China’s Draft Foreign NGO Law’s Impact on a New World Order
It’s not only the South China Sea that is witnessing China’s differing interpretation of international law and its commitments under various treaties. With its draft Foreign NGO Management Law, China is also turning up its nose to various international human rights treaties and bodies. But while the United States sends surveillance planes to bait the Chinese into a skirmish over islands that are not clearly China’s and not clearly the Philippines or Vietnam’s, it remains noticeably silent on the draft Foreign NGO Management Law. (For an interesting take on how to solve the South China Seas issue without resorting to a U.S.-China conflict, see Prof. Jerome Cohen’s analysis here).

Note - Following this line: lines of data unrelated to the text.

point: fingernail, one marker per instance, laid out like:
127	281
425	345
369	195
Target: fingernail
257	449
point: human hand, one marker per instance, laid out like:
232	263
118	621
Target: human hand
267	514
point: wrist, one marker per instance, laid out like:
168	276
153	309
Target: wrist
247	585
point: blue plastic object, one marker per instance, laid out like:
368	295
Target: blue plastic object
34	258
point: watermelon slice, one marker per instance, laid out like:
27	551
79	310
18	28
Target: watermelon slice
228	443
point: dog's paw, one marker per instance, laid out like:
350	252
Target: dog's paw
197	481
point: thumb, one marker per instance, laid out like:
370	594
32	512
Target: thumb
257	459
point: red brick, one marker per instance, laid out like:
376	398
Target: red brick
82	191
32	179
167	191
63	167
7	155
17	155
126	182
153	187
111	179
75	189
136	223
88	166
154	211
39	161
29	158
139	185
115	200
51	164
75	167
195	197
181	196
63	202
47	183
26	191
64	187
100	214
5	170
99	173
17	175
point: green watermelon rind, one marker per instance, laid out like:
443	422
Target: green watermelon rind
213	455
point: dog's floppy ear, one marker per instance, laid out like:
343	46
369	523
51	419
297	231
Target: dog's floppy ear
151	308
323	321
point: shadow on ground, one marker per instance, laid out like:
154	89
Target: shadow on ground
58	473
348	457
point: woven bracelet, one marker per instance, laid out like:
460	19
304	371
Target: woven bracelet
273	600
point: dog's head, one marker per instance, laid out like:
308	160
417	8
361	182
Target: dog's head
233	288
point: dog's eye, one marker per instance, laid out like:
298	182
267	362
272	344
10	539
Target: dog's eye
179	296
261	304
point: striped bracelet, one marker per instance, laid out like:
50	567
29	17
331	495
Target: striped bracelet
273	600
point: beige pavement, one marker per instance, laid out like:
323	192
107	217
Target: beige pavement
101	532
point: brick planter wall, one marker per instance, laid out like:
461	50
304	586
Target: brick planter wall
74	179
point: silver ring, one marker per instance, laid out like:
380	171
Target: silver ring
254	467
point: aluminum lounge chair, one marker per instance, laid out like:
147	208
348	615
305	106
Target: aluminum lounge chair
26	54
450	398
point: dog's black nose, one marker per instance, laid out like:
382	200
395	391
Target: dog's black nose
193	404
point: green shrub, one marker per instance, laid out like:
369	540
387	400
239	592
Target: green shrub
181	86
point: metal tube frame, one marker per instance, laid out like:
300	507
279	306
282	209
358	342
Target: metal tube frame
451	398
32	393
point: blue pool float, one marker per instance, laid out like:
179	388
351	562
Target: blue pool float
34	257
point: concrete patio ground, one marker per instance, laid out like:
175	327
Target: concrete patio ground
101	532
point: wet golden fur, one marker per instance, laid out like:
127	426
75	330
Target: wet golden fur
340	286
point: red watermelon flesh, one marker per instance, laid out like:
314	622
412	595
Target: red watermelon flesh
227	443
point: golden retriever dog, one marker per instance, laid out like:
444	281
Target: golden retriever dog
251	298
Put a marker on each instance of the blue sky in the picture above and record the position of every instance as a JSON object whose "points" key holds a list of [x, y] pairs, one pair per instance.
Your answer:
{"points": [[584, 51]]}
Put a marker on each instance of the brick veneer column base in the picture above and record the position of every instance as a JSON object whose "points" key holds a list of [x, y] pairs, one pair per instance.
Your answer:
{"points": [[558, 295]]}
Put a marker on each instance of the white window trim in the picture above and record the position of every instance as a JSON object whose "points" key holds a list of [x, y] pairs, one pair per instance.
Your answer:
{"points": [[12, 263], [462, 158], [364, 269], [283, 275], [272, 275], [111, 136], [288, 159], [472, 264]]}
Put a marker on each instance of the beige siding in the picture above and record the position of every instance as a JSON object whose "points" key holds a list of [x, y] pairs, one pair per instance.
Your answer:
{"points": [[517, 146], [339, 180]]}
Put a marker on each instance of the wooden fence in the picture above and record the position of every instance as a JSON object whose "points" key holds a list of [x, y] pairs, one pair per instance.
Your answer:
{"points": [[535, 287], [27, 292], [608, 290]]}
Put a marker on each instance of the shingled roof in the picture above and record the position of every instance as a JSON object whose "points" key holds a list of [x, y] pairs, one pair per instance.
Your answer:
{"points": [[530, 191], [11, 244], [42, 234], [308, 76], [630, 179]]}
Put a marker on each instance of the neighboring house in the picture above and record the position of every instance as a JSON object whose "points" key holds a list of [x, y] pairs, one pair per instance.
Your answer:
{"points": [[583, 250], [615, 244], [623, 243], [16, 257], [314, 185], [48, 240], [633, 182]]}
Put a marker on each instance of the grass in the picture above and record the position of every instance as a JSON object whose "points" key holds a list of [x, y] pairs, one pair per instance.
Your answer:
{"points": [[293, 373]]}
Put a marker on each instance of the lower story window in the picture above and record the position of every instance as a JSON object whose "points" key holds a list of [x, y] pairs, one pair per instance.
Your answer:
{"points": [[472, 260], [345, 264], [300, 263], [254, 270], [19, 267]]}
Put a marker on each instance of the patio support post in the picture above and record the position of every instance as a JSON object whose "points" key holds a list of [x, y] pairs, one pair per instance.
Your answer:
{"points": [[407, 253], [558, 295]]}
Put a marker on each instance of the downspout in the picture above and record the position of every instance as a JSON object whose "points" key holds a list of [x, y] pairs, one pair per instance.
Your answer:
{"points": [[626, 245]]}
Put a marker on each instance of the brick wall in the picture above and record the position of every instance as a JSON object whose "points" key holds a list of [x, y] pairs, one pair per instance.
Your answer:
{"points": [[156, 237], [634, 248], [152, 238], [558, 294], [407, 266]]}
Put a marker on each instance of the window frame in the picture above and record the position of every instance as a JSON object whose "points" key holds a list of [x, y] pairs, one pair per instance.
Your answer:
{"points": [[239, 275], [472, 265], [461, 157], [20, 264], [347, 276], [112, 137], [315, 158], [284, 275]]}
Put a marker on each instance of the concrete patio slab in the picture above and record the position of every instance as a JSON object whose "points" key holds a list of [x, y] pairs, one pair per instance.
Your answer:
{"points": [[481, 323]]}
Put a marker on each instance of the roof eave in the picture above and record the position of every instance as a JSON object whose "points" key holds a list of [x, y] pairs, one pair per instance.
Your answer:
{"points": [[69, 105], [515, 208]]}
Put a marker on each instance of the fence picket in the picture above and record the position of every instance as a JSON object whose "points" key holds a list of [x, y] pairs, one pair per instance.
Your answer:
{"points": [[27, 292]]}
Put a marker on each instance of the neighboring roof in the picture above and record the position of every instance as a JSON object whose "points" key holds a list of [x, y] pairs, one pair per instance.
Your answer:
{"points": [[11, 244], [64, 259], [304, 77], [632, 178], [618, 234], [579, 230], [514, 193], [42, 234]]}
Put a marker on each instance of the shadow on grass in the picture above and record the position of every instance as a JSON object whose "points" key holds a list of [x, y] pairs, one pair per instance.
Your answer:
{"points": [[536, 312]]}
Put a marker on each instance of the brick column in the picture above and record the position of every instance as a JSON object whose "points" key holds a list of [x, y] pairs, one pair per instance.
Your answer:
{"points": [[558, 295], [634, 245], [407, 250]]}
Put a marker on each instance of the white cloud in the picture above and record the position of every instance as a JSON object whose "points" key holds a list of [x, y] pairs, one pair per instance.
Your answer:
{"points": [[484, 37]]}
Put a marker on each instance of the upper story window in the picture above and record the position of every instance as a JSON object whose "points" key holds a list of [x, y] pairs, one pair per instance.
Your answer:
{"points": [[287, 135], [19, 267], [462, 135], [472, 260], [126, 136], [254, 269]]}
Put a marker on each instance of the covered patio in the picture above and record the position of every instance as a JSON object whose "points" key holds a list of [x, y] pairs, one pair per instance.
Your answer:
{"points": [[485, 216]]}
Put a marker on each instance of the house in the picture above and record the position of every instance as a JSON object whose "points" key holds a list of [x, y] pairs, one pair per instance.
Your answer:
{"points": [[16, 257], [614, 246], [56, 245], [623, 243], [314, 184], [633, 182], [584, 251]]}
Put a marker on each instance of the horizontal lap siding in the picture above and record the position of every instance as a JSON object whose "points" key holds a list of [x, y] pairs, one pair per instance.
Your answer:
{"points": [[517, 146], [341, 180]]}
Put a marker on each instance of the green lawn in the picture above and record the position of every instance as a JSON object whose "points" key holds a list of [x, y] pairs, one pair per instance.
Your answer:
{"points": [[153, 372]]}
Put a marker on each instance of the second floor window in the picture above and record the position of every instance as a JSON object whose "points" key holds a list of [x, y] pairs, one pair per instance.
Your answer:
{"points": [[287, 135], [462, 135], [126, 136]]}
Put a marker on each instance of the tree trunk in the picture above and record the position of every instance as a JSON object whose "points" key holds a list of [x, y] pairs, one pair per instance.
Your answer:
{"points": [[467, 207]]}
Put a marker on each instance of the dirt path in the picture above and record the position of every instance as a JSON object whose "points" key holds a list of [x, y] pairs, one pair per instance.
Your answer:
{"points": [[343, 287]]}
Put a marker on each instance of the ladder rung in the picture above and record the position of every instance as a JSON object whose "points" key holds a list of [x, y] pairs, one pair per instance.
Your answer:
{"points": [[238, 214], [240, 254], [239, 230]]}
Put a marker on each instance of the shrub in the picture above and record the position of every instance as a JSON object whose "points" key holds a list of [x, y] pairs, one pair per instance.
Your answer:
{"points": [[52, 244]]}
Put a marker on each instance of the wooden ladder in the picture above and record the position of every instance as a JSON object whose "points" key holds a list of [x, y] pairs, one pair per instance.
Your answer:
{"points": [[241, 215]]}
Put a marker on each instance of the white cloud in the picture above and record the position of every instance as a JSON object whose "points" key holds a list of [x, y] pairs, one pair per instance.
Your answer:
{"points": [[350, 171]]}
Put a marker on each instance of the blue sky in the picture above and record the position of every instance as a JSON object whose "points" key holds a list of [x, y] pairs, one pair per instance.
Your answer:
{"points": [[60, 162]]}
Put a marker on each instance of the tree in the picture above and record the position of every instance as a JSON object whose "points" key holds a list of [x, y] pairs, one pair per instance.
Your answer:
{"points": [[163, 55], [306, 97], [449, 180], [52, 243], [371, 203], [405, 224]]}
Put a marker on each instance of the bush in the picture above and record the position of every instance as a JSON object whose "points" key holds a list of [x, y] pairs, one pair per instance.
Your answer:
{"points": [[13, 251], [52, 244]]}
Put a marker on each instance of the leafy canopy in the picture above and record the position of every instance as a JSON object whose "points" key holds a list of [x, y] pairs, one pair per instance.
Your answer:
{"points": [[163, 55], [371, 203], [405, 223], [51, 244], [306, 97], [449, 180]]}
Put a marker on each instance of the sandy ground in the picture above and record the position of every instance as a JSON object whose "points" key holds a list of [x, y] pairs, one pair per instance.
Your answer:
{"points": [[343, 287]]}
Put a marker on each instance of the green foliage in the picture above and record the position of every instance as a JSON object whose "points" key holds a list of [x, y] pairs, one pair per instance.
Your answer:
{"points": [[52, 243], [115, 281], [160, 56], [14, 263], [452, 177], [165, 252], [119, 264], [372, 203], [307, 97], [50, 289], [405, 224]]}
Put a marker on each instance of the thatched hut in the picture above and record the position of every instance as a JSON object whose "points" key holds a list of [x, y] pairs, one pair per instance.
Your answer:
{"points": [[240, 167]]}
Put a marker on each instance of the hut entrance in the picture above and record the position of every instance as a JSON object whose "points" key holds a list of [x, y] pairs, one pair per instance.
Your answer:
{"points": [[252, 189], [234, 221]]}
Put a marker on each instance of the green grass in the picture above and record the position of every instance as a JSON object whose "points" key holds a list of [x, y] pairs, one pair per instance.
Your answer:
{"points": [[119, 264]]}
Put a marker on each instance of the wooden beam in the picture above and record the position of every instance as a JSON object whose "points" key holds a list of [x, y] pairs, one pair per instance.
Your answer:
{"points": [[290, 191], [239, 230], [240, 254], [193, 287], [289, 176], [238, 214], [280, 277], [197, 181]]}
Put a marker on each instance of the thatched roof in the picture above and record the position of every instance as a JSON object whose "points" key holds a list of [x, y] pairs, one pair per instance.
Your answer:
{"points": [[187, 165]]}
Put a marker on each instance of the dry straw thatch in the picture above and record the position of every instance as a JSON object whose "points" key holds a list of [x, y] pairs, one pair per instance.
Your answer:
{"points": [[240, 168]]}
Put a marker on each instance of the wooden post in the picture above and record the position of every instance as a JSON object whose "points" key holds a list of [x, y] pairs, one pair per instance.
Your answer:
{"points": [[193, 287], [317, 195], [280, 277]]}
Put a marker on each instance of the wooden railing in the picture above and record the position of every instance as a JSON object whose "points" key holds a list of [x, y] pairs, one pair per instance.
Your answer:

As Human Rights in China (HRIC) pointed out in a recent analysis, ignoring the draft Foreign NGO Law’s impact on China’s international human rights commitments comes at a dangerous cost. China is a sitting member of the U.N.’s Human Rights Council, a Council that less than a year ago issued a resolution calling on its members to create an environment where civil society can flourish and admonishing those state’s that passed laws similar to what China has proposed in the current legislation. China’s draft law will do precisely the opposite of creating a flourishing domestic NGO sphere; it will create a vacuum in funding and in knowledge for China’s smaller domestic NGOs that do important work benefiting some of China’s most vulnerable – those left behind by the country’s economic development. The Chinese government has yet to state whether it intends to fill that void with money from its own coffers. But probably not.
In its analysis, HRIC goes on to highlight China’s other violations of various human rights treaties. But its most important impact is noting that these transgressions cannot be ignored. China is not some poor player that struts and frets its hour upon the stage and then is heard no more. It is the world’s second largest economy with influential positions in the United Nations. What it does, and how it interprets its human rights commitments, will inevitably impact the rest of the world. Countries that might not have clamped down on their own civil society for fear of international reprisals, now have cover to do so. With the world’s silence, it becomes all the more apparent that international human rights treaties play second fiddle – if even that – to military interests over a bunch of rocks that might or might not contain large oil and natural gas reserves.